Getting consumers to pay attention

In 2000, the average human attention span was 12 seconds. By 2013, it had shrunk to eight seconds, lower than the often-quoted nine-second span of the common goldfish. But new research from Microsoft Canada shows that while long-term concentration is harder to hold in digital environments, there are still ways to grab a consumer’s attention.

Microsoft Canada conducted a gamified survey of 2,000 Canadians at the end of last year, with games designed to assess attention capacities and questions based on things academic research has suggested could have an impact on cognitive function. The company also did a deeper dive with 112 Canadians, putting them through a gamified survey as well as other media tasks while measuring brain activity with EEG scanners.

Perhaps unsurprisingly, sustained attention, or the ability to maintain prolonged focus during a single activity, was lower the more tech, multi-screening and social media an individual used, as well as the younger they were. However, heavy social media users and early tech adopters are more susceptible to “attentive bursts,” or a period of attention that is very intense, albeit short-lived. The gap between the number of bursts digital-savvy users have versus light users begins to close the more time each of them spends with a particular task.

The media environment itself also has an impact on long-term attentiveness. In digital environments, heavy social media users and early tech adopters paid more attention than light users and later adopters, while the inverse was true in TV environments.

However, both heavy social media and tech users performed better in the “encoding” phase, or the period when their brains committed information to memory, regardless of whether there were in digital or TV-only situations, suggesting these short attention spans have trained brains to do more with less information.

Another form of attention is selective attention, or the ability to maintain focus on a task when competing stimuli arises, something that’s increasingly important as the same tools used for work and school are also the ones used for play and entertainment. Regardless of the combination of platforms, people who frequently multi-screen have significantly lower selective attention than those who do it less often.

However, while multi-screening has an obvious negative impact on selective attention, it has a positive impact on alternating attention, or the ability to switch between tasks that require different cognitive skills.

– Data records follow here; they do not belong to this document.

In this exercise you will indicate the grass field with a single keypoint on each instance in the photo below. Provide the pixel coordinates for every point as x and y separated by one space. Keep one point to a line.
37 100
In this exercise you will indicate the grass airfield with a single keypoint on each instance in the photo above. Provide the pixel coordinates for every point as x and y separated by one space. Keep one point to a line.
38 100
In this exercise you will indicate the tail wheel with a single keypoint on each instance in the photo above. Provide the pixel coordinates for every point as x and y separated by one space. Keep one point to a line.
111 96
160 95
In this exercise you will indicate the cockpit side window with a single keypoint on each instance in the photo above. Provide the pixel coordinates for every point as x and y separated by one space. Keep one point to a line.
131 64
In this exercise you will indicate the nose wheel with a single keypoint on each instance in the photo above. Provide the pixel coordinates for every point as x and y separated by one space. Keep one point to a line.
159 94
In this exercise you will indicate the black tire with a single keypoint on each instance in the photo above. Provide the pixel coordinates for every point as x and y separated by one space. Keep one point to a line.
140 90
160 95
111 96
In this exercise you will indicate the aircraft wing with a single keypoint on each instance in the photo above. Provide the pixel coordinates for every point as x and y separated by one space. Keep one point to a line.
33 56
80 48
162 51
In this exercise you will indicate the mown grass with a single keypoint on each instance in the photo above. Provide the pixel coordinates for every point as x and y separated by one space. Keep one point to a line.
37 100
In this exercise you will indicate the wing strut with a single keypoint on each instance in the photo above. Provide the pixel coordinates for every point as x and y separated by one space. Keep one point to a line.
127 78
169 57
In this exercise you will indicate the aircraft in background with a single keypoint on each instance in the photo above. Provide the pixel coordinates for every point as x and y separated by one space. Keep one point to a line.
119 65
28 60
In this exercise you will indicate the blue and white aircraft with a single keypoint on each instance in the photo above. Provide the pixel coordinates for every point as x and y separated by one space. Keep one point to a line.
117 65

Early tech adopters, heavy web browsers and multi-screeners all had higher alternating attention.

Multi-screeners also formed more of an emotional connection and committed more information to memory than those asked to multi-task in TV-only environments. Social media also helps build alternating attention, but only to a point. While “medium” social media users had significantly higher performance than those who used it seldomly or not at all, it plummets for heavy users.

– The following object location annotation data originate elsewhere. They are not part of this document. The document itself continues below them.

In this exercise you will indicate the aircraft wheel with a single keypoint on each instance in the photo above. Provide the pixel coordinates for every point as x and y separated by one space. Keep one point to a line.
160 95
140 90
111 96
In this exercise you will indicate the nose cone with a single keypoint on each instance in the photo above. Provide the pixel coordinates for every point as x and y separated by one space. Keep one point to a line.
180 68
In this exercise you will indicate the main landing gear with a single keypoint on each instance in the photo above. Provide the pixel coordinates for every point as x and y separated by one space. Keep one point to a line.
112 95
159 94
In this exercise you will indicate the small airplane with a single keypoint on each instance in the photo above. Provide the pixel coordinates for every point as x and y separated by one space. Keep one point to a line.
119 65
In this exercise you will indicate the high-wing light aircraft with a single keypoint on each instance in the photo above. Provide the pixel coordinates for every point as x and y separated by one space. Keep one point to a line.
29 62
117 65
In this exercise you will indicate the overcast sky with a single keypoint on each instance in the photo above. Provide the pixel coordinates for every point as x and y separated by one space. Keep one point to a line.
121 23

Reaching these multi-taskers is increasingly important for brands. Previous Microsoft research has shown three out of four Canadians multi-screen, a number that rises to nine out of 10 for millennials, and the new survey shows 67% of Canadians say multi-tasking is the best way to get things done.

“This is good news for marketers because it means even though we have shorter attention spans, people are becoming better at processing things and encoding them to memory,” says Alyson Gausby, consumer insights lead at Microsoft Canada. “But it does affect the way we should market to consumers because we do need to get to the point. We need to think about what is most relevant to the consumer and what is going to get them engaged. Then you can talk about a brand’s story.”

Overall, the report says things like entertaining and shareable pieces of branded content and native advertising are most effective in reaching consumers, as they can be presented quickly. Brands should continue experiences across multiple screens, as multiple touchpoints not only fit in to multi-screen behaviour, but satisfy the need for new stimuli required to hold attention over time. They should also exclude unnecessary information by staying very close to the main message, as consumers need less information to keep it stored in memory and to avoid “burnout” from too many stimuli, but it must be done in a way that is creative or personalized to stand out and grab that initial attention. Observations during the research also showed that calls to action were effective ways to draw someone’s attention from one screen to another.

“It’s not to say one screen is necessarily better than another, because even more traditional platforms have an important role,” Gausby says. “It needs to be part of a more immersive experience. During our observations, we saw calls to action on television grab users’ attention, so that platform can be used to motivate the next stage of that longer, multi-touchpoint experience.”

Gausby also points out that the research shows that a consumer’s digital behaviour has more of an impact on attention span and ability to function in interactive or multi-screen environment than their age or gender.